Ok I will tell you what part of the gear that I use to test the mics is a burr brown 1k oscillator its a chip that is encased in epoxy. It has one of the lowest distortions available for a 1k oscillator and I couple that with a Mylar driver that is mounted in a machined housing. But its not something off the shelf. I use a 4.7k resistor in almost all of my mics and it works provided you have approximately 10k or so load impedance and a 9 volt supply.
Thanks for this Chris. Now everything is clear.
I will say that you are probably the only builder to systematically tests their gear. I have only recently started testing (PC with EMU 1212m soundcard, RMAA program), and it is certainly more tricky than I imagined.

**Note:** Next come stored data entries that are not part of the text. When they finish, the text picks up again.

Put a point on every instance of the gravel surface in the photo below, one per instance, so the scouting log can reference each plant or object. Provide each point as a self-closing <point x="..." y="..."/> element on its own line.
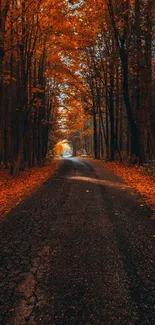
<point x="80" y="250"/>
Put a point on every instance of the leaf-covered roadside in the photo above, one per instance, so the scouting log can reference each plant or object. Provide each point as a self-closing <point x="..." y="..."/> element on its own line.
<point x="14" y="190"/>
<point x="136" y="177"/>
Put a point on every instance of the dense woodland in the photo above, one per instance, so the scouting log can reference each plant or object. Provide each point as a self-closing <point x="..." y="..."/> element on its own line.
<point x="77" y="70"/>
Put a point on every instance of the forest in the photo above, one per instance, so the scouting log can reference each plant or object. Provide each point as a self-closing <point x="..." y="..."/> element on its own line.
<point x="77" y="70"/>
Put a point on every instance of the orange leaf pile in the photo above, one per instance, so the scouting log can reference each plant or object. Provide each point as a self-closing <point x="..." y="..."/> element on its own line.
<point x="14" y="190"/>
<point x="136" y="177"/>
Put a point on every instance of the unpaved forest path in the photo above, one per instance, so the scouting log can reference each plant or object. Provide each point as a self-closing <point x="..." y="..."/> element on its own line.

Richard (and anyone else), do you know of free/inexpensive software/gear to measure acoustic frequency response/impulse response of speakers & mikes?
Electrical stuff is easy
with RMAA and other stuff.
The nearest I know of is Professor Angelo Farina's Aurora plugins to Audition. Not exactly free but the Audition license is the main expense.
I use MARS, a programme by CRC, (Canada) for impulse responses and my own klunky DOS software for frequency response and signal processing to get a quasi anechoic measurement.
For commercial stuff, I like Clio; especially ClioQC for production testing. Their inexpensive measurement mikes are one of the few whose calibration I trust.